How to bruteforce a lossy AND routine?

Question

How to bruteforce a lossy AND routine?

Im wondering whether there are any standard approaches to reversing AND routines by brute force. For example I have the following transformation:

MOV(eax, 0x5b3e0be0)  <- Here we move 0x5b3e0be0 to EDX.
MOV(edx, eax)  # Here we copy 0x5b3e0be0 to EAX as well.
SHL(edx, 0x7)  # Bitshift 0x5b3e0be0 with 0x7 which results in 0x9f05f000
AND(edx, 0x9d2c5680)  # AND 0x9f05f000 with 0x9d2c5680 which results in 0x9d045000
XOR(edx, eax)  # XOR 0x9d045000 with original value 0x5b3e0be0 which results in 0xc63a5be0

My question is how to brute force and reverse this routine (i.e. transform 0xc63a5be0 back into 0x5b3e0be0)

One idea i had (which didn't work) was this using PeachPy implementation:

#Input values
MOV(esi, 0xffffffff) < Initial value to AND with, which will be decreased by 1 in a loop.
MOV(cl, 0x1) < Initial value to SHR with which will be increased by 1 until 0x1f.
MOV(eax, 0xc63a5be0) < Target result which I'm looking to get using the below loop.
MOV(edx, 0x5b3e0be0) < Input value which will be transformed.

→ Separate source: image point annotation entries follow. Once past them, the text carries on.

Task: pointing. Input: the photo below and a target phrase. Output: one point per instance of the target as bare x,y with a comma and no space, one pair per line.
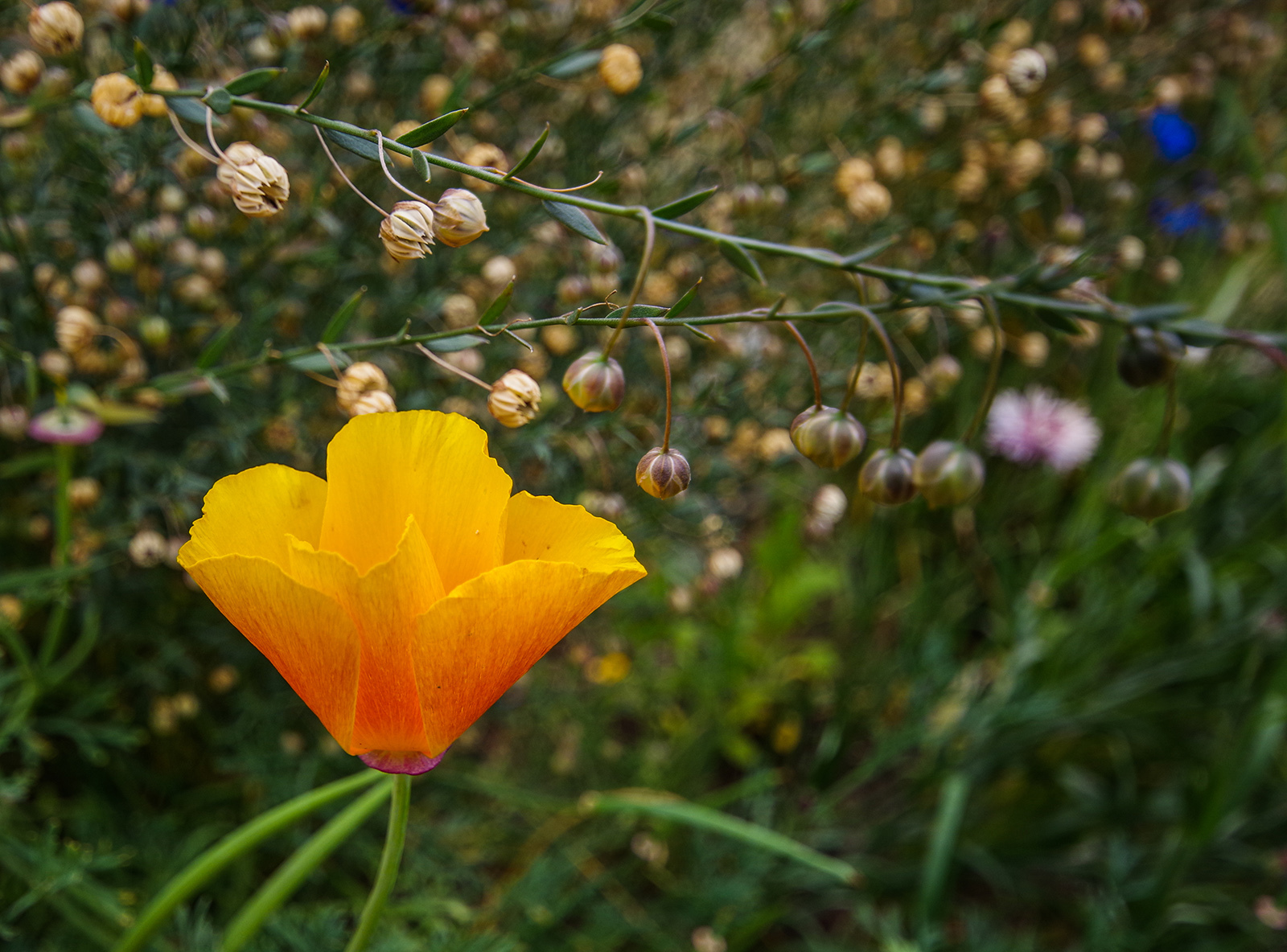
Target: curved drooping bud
828,437
948,474
1152,488
257,183
663,473
1149,357
595,383
887,476
409,231
515,399
458,218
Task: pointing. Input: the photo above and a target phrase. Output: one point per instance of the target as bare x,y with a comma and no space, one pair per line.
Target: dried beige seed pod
75,328
851,174
257,183
619,68
1026,71
117,100
409,231
458,218
372,402
869,201
148,548
514,399
306,23
56,29
154,105
358,380
21,74
484,154
663,474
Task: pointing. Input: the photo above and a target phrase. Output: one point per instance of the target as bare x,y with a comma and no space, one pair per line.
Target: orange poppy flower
402,596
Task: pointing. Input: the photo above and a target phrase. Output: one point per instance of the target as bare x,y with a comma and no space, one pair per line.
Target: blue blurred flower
1173,134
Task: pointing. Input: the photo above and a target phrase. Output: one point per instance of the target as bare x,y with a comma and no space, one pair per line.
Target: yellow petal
306,634
384,605
433,466
541,527
253,512
487,634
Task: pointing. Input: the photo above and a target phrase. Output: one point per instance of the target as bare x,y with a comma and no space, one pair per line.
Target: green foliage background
1030,724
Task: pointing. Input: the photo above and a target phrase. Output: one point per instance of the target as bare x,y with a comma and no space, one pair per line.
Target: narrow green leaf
739,259
448,345
870,251
532,154
219,100
317,87
339,321
574,219
493,310
663,806
254,80
358,147
682,304
187,109
422,167
639,312
576,64
201,870
425,134
216,345
143,68
317,360
688,203
290,875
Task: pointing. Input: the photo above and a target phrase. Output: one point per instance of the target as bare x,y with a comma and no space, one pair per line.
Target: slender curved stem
994,371
347,179
666,370
645,263
399,810
196,874
1164,441
290,875
894,371
812,367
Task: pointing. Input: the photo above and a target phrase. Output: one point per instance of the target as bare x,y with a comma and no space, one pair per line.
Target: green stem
201,870
994,370
291,874
399,810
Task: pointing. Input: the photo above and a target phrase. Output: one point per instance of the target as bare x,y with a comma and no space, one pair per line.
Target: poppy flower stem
808,357
399,810
994,371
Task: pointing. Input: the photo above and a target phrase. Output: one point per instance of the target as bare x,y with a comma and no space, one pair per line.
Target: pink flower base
401,761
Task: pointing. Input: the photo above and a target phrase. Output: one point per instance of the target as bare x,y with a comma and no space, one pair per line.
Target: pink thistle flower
1039,428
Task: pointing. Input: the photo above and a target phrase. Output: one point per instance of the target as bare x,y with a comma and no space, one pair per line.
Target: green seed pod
1152,488
663,473
1149,357
828,437
887,476
595,383
948,474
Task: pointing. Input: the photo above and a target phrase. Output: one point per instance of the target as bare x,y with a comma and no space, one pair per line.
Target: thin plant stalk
1164,441
645,263
812,367
994,371
666,370
399,810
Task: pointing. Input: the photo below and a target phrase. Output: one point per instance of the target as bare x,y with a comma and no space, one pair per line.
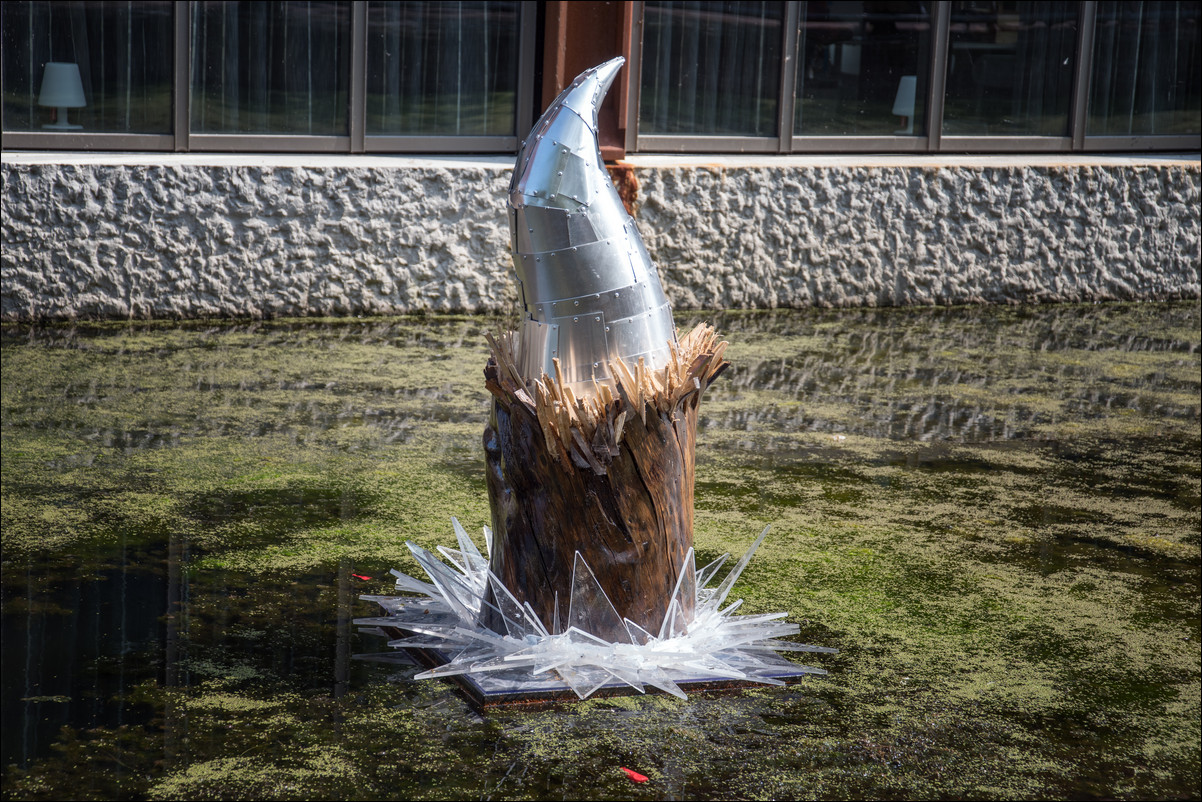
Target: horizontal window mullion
265,142
667,143
46,141
1144,142
861,144
382,143
1005,143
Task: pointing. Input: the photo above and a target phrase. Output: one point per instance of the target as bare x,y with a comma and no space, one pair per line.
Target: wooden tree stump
608,476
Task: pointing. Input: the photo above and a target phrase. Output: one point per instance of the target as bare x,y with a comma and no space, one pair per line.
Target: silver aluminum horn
588,287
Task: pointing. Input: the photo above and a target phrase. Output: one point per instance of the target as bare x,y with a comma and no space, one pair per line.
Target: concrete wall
188,236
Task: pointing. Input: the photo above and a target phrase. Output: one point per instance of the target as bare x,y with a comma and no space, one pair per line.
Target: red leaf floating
634,776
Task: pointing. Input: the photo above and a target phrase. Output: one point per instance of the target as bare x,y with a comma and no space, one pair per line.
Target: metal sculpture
589,581
588,289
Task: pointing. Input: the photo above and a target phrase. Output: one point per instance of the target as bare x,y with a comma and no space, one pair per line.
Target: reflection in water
185,510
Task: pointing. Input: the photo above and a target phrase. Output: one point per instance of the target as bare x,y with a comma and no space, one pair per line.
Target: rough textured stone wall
892,236
99,238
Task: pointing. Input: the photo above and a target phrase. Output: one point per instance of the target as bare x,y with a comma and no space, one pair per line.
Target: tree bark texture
611,477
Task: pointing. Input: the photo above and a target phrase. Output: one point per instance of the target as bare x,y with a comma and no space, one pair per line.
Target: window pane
1010,69
442,67
115,73
710,67
271,67
1147,67
862,69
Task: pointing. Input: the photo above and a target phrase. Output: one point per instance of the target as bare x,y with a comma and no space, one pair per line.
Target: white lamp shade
61,87
903,105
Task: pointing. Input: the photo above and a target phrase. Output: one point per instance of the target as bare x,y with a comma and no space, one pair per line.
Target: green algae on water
992,512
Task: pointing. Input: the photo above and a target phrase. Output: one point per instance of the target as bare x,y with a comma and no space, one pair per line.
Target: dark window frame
933,141
353,142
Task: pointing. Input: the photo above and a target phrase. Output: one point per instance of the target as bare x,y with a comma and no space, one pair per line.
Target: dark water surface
993,512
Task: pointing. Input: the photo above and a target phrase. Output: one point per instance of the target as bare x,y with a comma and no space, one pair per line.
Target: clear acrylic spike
590,609
445,618
465,545
724,589
454,589
512,612
684,596
637,634
707,574
405,582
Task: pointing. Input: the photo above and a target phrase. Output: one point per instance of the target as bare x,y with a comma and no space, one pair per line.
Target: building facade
190,159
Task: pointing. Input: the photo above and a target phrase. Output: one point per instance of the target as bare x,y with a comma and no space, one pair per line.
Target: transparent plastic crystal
713,643
684,596
590,609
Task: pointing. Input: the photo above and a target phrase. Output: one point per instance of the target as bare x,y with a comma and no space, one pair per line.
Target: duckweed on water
992,512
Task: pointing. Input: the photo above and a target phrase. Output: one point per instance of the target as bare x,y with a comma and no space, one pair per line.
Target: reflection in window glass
271,67
1010,69
117,75
862,69
710,67
442,67
1147,67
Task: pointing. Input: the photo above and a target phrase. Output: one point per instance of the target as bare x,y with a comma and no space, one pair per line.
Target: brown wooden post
610,477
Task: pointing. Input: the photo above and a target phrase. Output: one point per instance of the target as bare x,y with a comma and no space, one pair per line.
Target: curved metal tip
584,94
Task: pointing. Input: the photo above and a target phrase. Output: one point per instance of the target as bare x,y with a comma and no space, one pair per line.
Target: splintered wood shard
605,469
695,362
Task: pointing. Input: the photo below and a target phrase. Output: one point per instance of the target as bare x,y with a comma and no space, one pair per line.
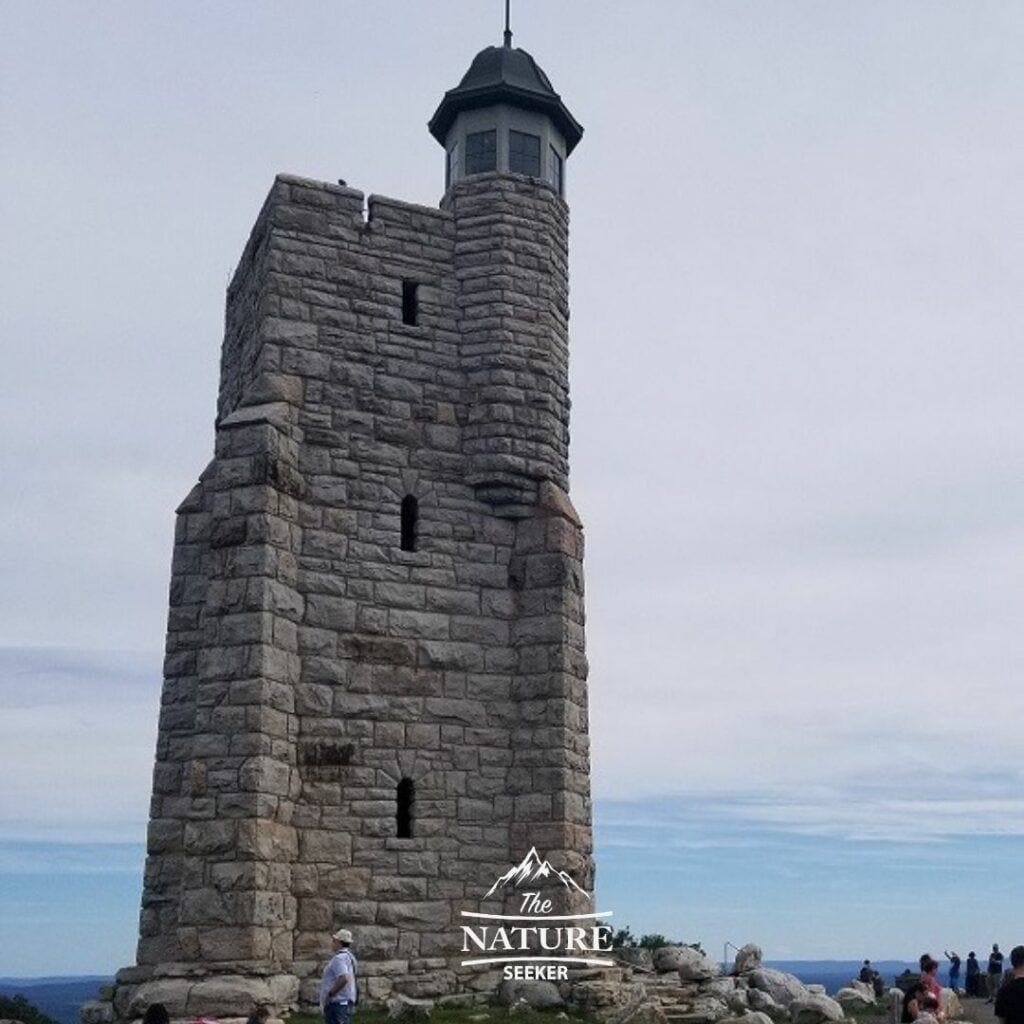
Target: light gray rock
748,958
96,1012
763,1003
852,998
815,1010
635,956
690,964
782,987
538,994
409,1011
649,1012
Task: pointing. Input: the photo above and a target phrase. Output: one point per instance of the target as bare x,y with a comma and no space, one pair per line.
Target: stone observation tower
375,692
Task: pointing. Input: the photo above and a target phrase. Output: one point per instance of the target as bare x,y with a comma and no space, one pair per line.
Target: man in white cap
338,987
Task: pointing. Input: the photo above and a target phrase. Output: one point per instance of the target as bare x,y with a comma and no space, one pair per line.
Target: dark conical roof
505,75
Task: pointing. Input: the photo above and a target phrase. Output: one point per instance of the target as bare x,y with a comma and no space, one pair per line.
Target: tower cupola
505,116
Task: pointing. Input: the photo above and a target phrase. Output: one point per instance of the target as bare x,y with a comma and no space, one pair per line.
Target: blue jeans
338,1012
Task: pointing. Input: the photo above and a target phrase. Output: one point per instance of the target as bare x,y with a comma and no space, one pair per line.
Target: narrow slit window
557,175
406,803
410,302
410,517
452,166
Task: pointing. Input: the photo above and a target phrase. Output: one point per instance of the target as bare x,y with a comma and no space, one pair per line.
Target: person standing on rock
930,976
994,971
338,992
954,966
1010,1001
973,975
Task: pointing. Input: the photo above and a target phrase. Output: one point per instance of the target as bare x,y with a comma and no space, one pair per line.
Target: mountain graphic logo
531,870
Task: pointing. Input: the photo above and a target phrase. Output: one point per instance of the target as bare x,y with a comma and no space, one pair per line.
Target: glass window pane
524,154
481,152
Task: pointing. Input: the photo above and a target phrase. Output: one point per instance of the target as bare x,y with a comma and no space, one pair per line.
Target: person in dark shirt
994,971
973,975
954,965
1010,1001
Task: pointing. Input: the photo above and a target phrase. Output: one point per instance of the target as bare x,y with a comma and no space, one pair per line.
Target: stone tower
375,692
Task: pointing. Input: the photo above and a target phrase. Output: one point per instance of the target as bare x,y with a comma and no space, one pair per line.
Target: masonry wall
312,664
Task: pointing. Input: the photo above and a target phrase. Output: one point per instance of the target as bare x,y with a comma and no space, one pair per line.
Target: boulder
691,964
853,998
763,1003
603,998
782,987
708,1010
748,958
409,1011
634,956
815,1010
722,987
648,1012
96,1012
539,994
695,966
749,1018
738,1001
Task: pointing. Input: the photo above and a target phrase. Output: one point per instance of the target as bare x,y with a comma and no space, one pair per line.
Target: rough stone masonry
375,690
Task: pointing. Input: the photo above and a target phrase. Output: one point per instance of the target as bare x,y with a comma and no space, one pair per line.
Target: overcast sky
797,269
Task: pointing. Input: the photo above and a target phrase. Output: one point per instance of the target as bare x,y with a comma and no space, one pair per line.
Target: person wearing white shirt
338,993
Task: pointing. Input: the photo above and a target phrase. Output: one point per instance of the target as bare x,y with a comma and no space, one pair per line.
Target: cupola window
524,154
481,152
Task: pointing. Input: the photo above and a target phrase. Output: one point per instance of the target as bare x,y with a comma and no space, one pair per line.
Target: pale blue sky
798,261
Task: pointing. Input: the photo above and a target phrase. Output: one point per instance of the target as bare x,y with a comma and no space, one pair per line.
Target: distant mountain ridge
57,996
532,869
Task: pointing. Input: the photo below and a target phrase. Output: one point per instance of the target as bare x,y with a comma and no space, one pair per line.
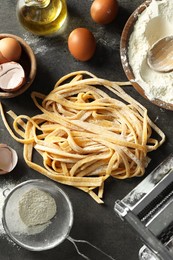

sub_esi = peachpy.x86_64.Label()
with loop:
    #End the loop if ESI = 0x0
    TEST(esi, esi)
    JZ(loop.end)
    #Test the routine and check if it matches end result.
    MOV(ebx, eax)
    SHR(ebx, cl)
    TEST(ebx, ebx)
    JZ(sub_esi)
    AND(ebx, esi)
    XOR(ebx, eax)
    CMP(ebx, edx)
    JZ(loop.end)
    #Add to the CL register which is used for SHR.
    #Also check if we've reached the last potential value of CL which is 0x1f
    ADD(cl, 0x1)
    CMP(cl, 0x1f)
    JNZ(loop.begin)

    #Decrement ESI by 1, reset CL and restart routine.
    peachpy.x86_64.LABEL(sub_esi)
    SUB(esi, 0x1)
    MOV(cl, 0x1)
    JMP(loop.begin)

#The ESI result here will either be 0x0 or a valid value to AND with and get the necessary result.
RETURN(esi)

Maybe an article or a book you can recommend specific to this?

math

assembly

x86

reverse-engineering

asked on Stack Overflow Aug 19, 2020 by

Involar • edited Aug 21, 2020 by

Peter Cordes

2 Answers

It's not lossy, the final operation is an XOR.
The whole routine can be modeled in C as

#define K 0x9d2c5680
uint32_t hash(uint32_t num)
{
  return num ^ ( (num << 7) & K);
}

Now, if we have two bits x and y and the operation x XOR y, when y is zero the result is x.
So given two numbers n1 and n2 and considering their XOR, the bits or n1 that pairs with a zero in n2 would make it to the result unchanged (the others will be flipped).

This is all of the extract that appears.